Pour chercher une réponse à cette question, c’est encore et toujours l'Écriture qu’il nous faut scruter. Par exemple les 3 lectures de ce dimanche : https://www.aelf.org/2020-06-07/romain/messe. Dans la première lecture, Dieu lui-même se présente en proclamant son nom :

« Le Seigneur, Dieu tendre et miséricordieux, lent à la colère, plein d’amour et de vérité » (Ex 34, 6). Dans l’évangile, ce sont des mots mis dans la bouche de Jésus dans son entretien avec Nicodème : « Dieu a tant aimé le monde qu’il a donné son Fils unique, afin que quiconque croit en lui ne se perde pas, mais obtienne la vie éternelle.

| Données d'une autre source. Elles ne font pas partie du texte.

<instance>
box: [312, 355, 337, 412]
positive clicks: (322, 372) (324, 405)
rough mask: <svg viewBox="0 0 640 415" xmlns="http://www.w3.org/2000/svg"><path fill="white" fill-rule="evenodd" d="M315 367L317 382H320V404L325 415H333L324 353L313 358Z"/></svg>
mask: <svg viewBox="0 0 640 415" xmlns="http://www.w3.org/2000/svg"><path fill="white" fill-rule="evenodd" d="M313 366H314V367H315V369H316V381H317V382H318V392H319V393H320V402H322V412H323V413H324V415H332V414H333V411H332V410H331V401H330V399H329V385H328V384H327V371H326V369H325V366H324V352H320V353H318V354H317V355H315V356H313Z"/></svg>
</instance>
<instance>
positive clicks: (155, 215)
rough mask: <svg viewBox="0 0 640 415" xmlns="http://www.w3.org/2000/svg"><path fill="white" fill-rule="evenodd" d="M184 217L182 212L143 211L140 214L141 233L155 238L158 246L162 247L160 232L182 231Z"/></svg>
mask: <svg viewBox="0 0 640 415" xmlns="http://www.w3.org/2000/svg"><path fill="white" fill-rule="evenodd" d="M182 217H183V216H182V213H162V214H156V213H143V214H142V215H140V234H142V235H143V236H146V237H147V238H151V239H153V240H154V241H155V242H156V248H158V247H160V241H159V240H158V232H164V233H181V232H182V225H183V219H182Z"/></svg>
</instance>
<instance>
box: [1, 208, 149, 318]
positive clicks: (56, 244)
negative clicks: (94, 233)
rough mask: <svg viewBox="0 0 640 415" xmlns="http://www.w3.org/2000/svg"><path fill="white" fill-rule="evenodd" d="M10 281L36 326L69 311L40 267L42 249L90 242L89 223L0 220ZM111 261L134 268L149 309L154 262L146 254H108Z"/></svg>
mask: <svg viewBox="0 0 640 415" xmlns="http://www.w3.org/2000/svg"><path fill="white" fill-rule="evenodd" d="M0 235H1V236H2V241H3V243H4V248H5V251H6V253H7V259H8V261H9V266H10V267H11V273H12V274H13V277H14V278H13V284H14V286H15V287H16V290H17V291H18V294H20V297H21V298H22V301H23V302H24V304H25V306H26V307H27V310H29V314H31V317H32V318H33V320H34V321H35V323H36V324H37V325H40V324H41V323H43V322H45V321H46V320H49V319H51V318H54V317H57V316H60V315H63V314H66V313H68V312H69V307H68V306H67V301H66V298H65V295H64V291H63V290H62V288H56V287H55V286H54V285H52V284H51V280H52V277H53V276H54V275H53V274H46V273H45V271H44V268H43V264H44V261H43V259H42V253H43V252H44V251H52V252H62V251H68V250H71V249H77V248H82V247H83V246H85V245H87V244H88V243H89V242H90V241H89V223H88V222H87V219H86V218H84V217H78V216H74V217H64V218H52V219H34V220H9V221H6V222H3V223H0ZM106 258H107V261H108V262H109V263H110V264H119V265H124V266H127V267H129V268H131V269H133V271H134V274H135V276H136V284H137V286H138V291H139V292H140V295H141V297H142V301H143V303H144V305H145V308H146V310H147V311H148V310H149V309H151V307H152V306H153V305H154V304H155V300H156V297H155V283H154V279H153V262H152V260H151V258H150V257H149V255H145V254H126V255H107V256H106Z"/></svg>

Car Dieu a envoyé son Fils dans le monde, non pas pour juger le monde, mais pour que, par lui, le monde soit sauvé » (Jn 3, 16-17).

Remarquons que dans la Bible, ce que nous apprenons de Dieu ne provient pas d’une spéculation abstraite sur Dieu, pensé comme un « en soi » clos sur lui-même, à la manière d’un raisonnement purement philosophique. À chaque fois, on nous parle de Dieu à travers ce qu’il est ou ce qu’il fait à l’égard d’autrui, comme s’il ne pouvait se définir que comme un «hors soi », toujours en relation, en dialogue, en sortie pour aller vers l’autre.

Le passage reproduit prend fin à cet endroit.